Rhubarb! I really enjoy receiving rhubarb in CSA boxes, because it’s somewhat of a novelty vegetable for me – not something I’ve ever actively looked to purchase, but I’m excited to use it when it falls into my lap. It’s really a strange domesticated vegetable when you think about it; too tart to really use unless it’s cooked down with lots of sugar… let’s turn this bitter, somewhat inedible stalky thing into a dessert! Also, there’s the whole vegetable/fruit debate – while actually a vegetable, a New York court deemed it a fruit for tax purposes in 1947.
Last year, I made a rhubarb simple syrup, which went into Rhubarb Collins. I really, really enjoyed these – the perfect summer drink, perhaps? – and considered repeating the process again this year… but what’s the fun of repeating something when there are so many other things to make? And as it so happens, our CSA box included not just rhubarb but also strawberries, which basically begs for a strawberry rhubarb pie.
But then my husband had to unexpectedly head out for the evening and I was home with an unhappy baby who only wanted to be held. I loaded him up in our Nesting Days carrier and dashed into the kitchen, but I knew my hands-free time was likely not long enough to make, chill, roll out, and fill a pie crust, so I opted for bars instead. These came together quickly and as an added bonus, are much easier to eat than a pie (one-handed while holding a baby!). I served them for dessert after grilling for Memorial Day, topped with a blueberry sauce and a big dollop of freshly-whipped cream. Delicious!
Strawberry Rhubarb Oatmeal Bars
Adapted from Sift and Whisk
- Strawberry/Rhubarb Layer:
- 1 quart strawberries, sliced
- 2 cups (approximately 6 stalks) rhubarb, sliced into half-inch pieces
- 1/2 cup granulated sugar
- 1 tablespoon lemon juice
- 4 teaspoons cornstarch
- 1 tablespoon vanilla extract
- Oatmeal Bar Base:
- 1 3/4 cup all-purpose flour
- 1/2 teaspoon baking powder
- 1/2 teaspoon salt
- 1/2 teaspoon ginger
- 1 teaspoon cinnamon
- 1/2 teaspoon nutmeg
- 1 cup unsalted butter, room temperature
- 1 cup brown sugar
- 1 cup granulated sugar
- 2 eggs
- 1 tablespoon vanilla extract
- 3 cup rolled oats
- Blueberry Sauce (optional):
- 1/4 cup granulated sugar
- 2 teaspoons cornstarch
- dash salt
- 1 pint blueberries
- 2 tablespoons lemon juice
- To prepare the strawberry/rhubarb layer, combine all ingredients in a medium saucepan and toss with a wooden spoon to coat the fruit. Cook over medium heat until rhubarb is fork-tender and juices have thickened, about 6-8 minutes. Set aside to cool.
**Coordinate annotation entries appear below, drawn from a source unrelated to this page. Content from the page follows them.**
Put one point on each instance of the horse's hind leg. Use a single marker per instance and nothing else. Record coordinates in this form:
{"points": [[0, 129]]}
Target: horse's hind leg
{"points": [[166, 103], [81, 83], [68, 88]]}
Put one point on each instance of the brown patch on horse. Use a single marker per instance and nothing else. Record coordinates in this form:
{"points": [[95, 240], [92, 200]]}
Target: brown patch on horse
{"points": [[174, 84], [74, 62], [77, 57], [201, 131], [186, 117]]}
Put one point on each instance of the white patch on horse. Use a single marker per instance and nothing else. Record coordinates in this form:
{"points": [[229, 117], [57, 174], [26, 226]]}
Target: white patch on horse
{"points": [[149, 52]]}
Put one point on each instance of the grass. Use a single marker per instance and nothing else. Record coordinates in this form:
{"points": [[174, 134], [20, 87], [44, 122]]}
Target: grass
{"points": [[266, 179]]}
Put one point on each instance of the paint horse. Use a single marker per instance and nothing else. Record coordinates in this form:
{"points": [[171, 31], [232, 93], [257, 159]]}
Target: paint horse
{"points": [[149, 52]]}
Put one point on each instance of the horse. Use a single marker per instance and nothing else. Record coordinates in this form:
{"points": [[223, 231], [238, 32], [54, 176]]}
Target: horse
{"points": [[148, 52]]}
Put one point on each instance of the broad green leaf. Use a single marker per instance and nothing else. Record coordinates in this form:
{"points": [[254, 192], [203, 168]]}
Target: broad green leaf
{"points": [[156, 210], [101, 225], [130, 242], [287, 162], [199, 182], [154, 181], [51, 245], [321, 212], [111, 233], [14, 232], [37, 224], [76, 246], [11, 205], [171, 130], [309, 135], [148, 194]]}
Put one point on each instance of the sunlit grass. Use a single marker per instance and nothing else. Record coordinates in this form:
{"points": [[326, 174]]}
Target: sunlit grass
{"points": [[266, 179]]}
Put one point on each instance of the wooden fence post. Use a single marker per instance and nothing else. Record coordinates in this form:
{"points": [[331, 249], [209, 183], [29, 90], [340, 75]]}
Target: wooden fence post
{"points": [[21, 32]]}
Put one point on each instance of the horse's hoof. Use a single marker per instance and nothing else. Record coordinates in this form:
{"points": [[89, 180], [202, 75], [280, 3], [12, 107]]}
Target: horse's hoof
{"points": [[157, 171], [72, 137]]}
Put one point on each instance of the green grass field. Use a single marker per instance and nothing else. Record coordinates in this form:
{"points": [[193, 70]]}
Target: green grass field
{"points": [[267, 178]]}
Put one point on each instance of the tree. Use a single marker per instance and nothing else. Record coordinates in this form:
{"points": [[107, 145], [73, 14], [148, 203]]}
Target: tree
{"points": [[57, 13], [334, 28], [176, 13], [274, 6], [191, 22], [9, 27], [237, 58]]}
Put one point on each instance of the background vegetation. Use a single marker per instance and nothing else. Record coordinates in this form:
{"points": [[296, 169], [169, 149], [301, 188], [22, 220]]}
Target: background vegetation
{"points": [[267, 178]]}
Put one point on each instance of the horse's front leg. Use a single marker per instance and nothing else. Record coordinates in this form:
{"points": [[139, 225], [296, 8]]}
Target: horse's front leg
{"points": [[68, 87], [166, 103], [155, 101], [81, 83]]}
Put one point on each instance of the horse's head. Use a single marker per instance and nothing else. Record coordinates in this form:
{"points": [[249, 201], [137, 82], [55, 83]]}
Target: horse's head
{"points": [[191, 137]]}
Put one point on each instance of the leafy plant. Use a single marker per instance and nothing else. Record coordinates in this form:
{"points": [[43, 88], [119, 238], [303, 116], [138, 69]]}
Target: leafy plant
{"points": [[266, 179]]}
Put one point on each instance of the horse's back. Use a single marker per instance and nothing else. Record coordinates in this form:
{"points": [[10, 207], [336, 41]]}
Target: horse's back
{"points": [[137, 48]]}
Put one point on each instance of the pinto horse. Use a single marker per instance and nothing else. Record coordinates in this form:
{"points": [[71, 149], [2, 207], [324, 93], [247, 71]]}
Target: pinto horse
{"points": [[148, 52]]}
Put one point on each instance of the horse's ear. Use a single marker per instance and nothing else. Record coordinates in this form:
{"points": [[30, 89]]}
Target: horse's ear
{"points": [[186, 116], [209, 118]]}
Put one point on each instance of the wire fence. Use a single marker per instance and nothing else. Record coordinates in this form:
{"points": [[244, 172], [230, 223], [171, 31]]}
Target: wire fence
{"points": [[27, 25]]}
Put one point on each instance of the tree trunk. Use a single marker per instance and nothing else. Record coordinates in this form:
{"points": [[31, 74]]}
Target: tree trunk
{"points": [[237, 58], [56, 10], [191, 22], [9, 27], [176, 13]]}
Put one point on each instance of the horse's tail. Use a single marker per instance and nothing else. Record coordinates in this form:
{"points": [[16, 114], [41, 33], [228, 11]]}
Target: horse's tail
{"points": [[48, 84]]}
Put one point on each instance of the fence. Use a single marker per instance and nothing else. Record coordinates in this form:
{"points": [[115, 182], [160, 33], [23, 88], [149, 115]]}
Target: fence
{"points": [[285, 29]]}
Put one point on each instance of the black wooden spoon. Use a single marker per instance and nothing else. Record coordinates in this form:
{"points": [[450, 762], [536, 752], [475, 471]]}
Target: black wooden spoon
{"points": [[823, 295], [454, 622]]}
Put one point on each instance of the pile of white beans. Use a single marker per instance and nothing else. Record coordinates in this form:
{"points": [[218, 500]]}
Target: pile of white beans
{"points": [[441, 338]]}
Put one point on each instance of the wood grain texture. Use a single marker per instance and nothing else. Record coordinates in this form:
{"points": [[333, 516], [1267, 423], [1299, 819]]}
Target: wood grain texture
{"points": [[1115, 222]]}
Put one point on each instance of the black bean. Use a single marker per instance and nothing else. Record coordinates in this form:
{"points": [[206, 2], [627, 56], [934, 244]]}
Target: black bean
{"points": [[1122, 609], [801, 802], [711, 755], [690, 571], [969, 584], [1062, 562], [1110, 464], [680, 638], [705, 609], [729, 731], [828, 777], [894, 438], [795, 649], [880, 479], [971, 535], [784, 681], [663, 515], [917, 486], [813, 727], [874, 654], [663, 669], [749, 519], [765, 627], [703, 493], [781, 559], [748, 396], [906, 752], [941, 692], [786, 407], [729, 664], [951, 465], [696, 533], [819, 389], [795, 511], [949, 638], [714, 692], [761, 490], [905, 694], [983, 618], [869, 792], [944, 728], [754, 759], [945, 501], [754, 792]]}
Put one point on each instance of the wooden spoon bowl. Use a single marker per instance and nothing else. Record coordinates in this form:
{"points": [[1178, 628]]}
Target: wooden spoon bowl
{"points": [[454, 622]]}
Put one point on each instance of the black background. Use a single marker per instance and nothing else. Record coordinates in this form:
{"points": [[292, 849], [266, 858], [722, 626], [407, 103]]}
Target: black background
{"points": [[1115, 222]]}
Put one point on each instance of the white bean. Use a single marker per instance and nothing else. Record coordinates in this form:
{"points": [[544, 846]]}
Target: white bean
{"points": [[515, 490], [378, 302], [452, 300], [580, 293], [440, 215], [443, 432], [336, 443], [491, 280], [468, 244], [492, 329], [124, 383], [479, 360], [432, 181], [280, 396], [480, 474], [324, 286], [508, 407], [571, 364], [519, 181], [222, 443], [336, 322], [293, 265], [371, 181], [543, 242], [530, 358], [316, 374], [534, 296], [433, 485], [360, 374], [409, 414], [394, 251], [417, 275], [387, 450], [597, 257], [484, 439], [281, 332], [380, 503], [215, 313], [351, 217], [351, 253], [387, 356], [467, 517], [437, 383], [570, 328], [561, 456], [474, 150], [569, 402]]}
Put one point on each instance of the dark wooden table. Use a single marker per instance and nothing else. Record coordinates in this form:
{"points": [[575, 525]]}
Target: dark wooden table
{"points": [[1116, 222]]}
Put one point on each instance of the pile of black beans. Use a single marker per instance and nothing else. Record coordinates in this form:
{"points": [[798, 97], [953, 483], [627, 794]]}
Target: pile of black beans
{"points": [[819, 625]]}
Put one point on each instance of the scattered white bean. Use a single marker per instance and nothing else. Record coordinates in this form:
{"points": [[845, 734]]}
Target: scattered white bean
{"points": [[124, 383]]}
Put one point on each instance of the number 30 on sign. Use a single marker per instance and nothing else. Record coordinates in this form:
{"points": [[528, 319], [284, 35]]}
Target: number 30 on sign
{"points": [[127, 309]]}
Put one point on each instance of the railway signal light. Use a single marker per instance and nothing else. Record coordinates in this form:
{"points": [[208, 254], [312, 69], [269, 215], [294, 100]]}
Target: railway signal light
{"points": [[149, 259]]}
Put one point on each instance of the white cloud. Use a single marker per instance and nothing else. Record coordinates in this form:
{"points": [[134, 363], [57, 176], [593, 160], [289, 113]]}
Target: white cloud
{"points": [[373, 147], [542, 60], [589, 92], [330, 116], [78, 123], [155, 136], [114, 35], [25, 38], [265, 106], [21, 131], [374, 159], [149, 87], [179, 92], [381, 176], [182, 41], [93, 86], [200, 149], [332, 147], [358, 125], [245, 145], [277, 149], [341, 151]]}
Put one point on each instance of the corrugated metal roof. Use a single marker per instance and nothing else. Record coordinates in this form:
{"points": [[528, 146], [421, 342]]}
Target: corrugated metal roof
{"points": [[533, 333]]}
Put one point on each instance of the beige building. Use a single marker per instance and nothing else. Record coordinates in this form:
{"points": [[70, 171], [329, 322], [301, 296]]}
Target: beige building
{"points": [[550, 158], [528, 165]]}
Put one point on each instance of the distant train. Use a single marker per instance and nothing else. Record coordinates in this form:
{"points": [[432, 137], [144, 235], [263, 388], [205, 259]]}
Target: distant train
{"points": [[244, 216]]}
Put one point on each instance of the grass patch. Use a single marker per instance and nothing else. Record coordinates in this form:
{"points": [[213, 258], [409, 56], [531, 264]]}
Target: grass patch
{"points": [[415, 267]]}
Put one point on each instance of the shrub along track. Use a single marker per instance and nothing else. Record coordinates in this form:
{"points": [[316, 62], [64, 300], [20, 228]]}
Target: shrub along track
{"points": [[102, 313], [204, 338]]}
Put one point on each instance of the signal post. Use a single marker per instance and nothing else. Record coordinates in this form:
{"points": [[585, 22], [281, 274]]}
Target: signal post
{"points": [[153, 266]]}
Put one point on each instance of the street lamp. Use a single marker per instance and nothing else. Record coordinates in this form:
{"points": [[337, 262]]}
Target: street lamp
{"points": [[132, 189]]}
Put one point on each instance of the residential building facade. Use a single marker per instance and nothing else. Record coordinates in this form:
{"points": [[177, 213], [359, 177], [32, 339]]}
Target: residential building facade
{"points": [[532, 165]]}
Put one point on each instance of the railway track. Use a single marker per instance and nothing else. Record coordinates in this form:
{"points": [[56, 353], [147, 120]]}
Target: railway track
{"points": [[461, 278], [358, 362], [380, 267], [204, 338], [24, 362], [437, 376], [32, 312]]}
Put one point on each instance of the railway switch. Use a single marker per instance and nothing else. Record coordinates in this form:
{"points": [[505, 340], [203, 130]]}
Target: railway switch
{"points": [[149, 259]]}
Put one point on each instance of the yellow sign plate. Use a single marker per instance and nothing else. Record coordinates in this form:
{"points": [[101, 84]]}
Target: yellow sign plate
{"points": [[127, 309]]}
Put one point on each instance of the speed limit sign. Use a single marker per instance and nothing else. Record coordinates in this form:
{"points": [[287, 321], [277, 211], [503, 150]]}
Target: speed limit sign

- Preheat the oven to 350F. Cover a 9x13-inch baking pan with aluminum foil, leaving an overhang on both ends of the pan. Spray the foil with nonstick cooking spray.
- In the bowl of a stand mixer, beat butter on medium speed until fluffy, about 2 minutes. Add sugars and beat until well combined, another 2-3 minutes. Reduce mixer speed to low and add in eggs, one at a time. Add vanilla and mix until combined.
- Add flour, baking powder, salt, and spices and mix on low speed until just combined. Add in oats and mix on low speed, stirring by hand a few times to evenly incorporate the oats.
- Press 3/4 of the dough mixture evenly into the foil-lined baking pan. Place the remaining quarter of the dough mixture into the freezer for 10-15 minutes.
- Spread the fruit compote over the layer of pressed dough, spreading evenly over the surface with a rubber spatula. Crumble the remaining chilled dough over top of the fruit.
- Bake for 50-60 minutes, until the crumble layer is golden brown. Cool completely in the pan on a wire rack.
- Remove from the pan using the foil handles. The bars are heavy, so the center may require support from a spatula – it will start to sag when lifted by the foil. Slice into 18 large bars or 24 squares.
- Optional: serve with blueberry sauce and freshly-whipped cream. Combine all ingredients for blueberry sauce in a small, heavy-bottomed saucepan over medium heat. Bring mixture to a boil, stirring constantly. Cook 2-3 additional minutes, stirring occasionally, until sauce is thickened. Serve warm or at room temperature. Top with whipped cream.